Camus - É o milagre de todo dia.
Sartre - É um sentido para nossa luta.
Recém-chegado - Mas o ministro nada pode fazer. Os donos de hospitais querem mais dinheiro. Daqui a pouco, não haverá nem pia para nascer.
Sem-terra - Como não há terra para plantar.
Pernambucano - Nem rim pra transplantar.
Sartre -Detesto lamentações. O caminho é mudar o destino.
Recém-chegado - Se nascesse numa pia, viveria loucamente. Morreria como os meninos do tráfico: antes dos 18 anos.
Camus - Compreendo: o suicídio é uma grande questão.
Pernambucano - Morri aos pouquinhos ou vivi aos pouquinhos?
Sem-terra - Aqui não há excluídos. Não vejo o movimento dos sem-céu. Temos de construir o paraíso na Terra.
Camus - Isso me dá arrepios.
Recém-chegado - Isso me dá sede.
Sartre - Oh, não. De novo esse vício? Lembre-se de que morreu de uma overdose.
Pernambucano - Pernas pro ar, que ninguém é de ferro, dizia Ascenso. E aquela água.

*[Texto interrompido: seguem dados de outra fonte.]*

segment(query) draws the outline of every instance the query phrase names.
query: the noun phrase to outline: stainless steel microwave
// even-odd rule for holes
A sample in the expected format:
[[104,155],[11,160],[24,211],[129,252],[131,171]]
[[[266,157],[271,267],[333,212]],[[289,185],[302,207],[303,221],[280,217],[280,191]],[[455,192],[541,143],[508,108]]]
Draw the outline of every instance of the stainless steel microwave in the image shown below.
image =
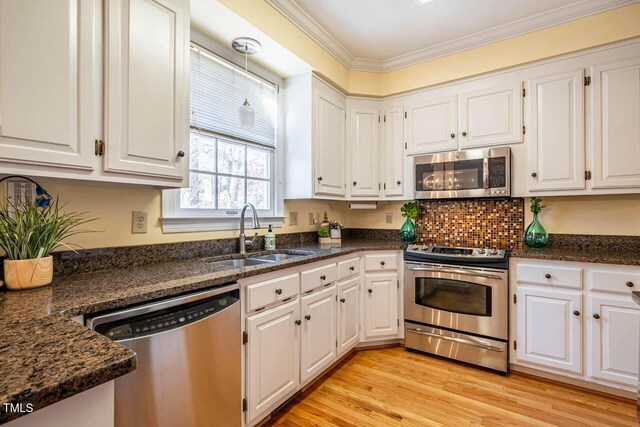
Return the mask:
[[416,199],[511,196],[509,147],[414,157]]

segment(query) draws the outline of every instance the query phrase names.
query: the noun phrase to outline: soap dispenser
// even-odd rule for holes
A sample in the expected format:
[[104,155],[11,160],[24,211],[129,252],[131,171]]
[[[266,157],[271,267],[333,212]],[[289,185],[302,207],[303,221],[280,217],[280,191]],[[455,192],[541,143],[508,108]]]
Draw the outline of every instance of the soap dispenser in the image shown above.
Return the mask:
[[269,231],[264,235],[264,249],[267,251],[274,251],[276,249],[276,235],[273,234],[271,224],[269,224]]

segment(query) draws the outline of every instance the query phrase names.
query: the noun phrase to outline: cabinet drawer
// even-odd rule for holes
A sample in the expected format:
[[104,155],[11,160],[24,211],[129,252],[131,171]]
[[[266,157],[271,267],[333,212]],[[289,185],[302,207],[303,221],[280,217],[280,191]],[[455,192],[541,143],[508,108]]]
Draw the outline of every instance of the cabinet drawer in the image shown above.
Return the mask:
[[295,297],[299,284],[296,273],[247,286],[247,312]]
[[360,273],[360,258],[352,258],[338,263],[338,280]]
[[338,267],[336,264],[323,265],[303,271],[300,276],[302,292],[305,293],[335,282],[338,278]]
[[372,254],[364,257],[364,271],[393,271],[398,269],[396,254]]
[[[634,271],[635,270],[635,271]],[[587,270],[587,286],[592,291],[628,294],[640,291],[640,269]]]
[[581,289],[582,269],[557,265],[518,264],[516,279],[518,283]]

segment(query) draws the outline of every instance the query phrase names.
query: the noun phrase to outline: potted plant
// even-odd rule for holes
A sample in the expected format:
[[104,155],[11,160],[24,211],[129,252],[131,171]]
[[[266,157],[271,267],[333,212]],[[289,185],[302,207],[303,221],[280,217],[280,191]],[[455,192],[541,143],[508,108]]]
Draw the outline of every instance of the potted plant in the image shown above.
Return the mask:
[[547,230],[538,221],[538,214],[542,212],[545,206],[542,204],[542,197],[531,198],[531,212],[533,213],[533,221],[524,232],[524,242],[530,248],[543,248],[549,243],[549,234]]
[[415,242],[417,233],[416,226],[413,224],[412,220],[418,217],[419,212],[418,204],[416,202],[405,203],[402,208],[400,208],[402,217],[407,219],[400,229],[400,238],[403,241],[408,243]]
[[329,227],[322,226],[318,228],[318,241],[321,245],[331,244],[331,233]]
[[64,239],[87,231],[79,225],[93,221],[85,212],[64,212],[58,200],[46,207],[6,203],[0,207],[0,249],[5,253],[4,282],[9,289],[45,286],[53,280],[51,253]]

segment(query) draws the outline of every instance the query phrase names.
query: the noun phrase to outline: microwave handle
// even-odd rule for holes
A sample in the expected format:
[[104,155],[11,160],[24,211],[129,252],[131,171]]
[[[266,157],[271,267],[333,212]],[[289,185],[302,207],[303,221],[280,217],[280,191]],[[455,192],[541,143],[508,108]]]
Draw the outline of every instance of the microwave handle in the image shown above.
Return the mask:
[[489,188],[489,158],[482,160],[482,187],[487,190]]

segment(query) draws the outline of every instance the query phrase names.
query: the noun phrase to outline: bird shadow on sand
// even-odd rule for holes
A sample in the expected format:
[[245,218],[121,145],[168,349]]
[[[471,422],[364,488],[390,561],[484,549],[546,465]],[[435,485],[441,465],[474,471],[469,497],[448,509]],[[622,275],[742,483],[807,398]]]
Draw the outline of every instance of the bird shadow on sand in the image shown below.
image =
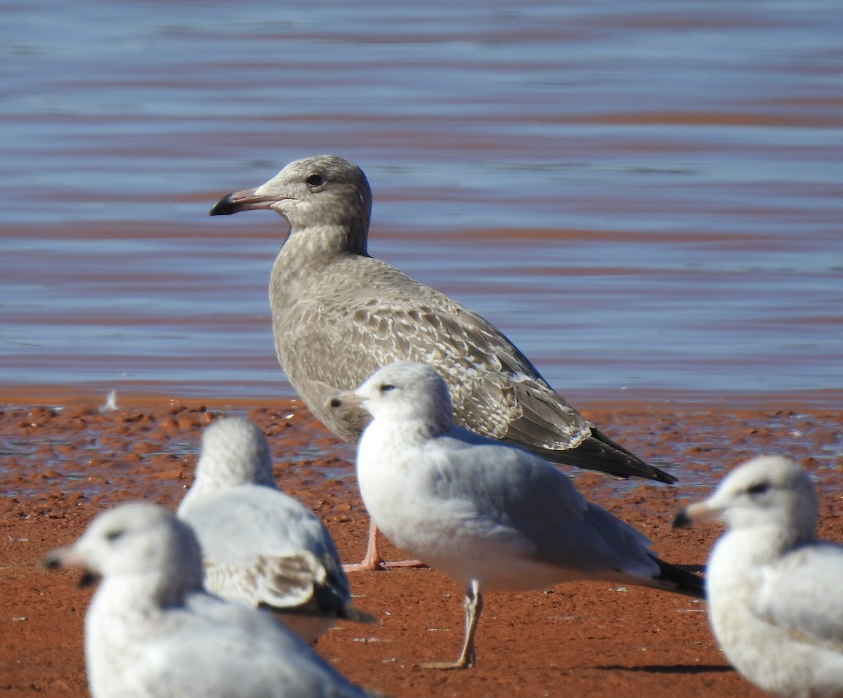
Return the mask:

Que vontade de cantar: você tem quase tudo dela, o mesmo sorriso, a mesma flor...
Sartre - Está falando da maconha?
Camus - Ou do cânhamo?
Pernambucano - Falando de nada. Perdemos o peso. Somos imponderáveis agora. Não encham o saco.
Recém-chegado - Ah, se nascesse de novo, naquela pia, se escapasse das chacinas de crianças e chegasse aos 18. Eu, Maria do Amparo.
Camus - Gosto desse nome: Maria.
Pernambucano - Ou teu nome principia, na palma da minha mão.
Recém-chegado - Cor do céu e cor do dia...
Sartre - O marxismo é o horizonte insuportável do século 20. E vocês cantando Maria...
Recém-chegado - Irmão, hoje somos companheiros de viagem, como ontem fomos de incontinência urinária. Maria também começa com M. Nascer como um esguicho do cano, morrer como um avião, aos 18.
Camus - O suicídio é único grande problema.
Pernambucano - O São Francisco, sim, é o grande problema.
Sartre - Senhores, acabamos de perder o nexo. Vamos descansar.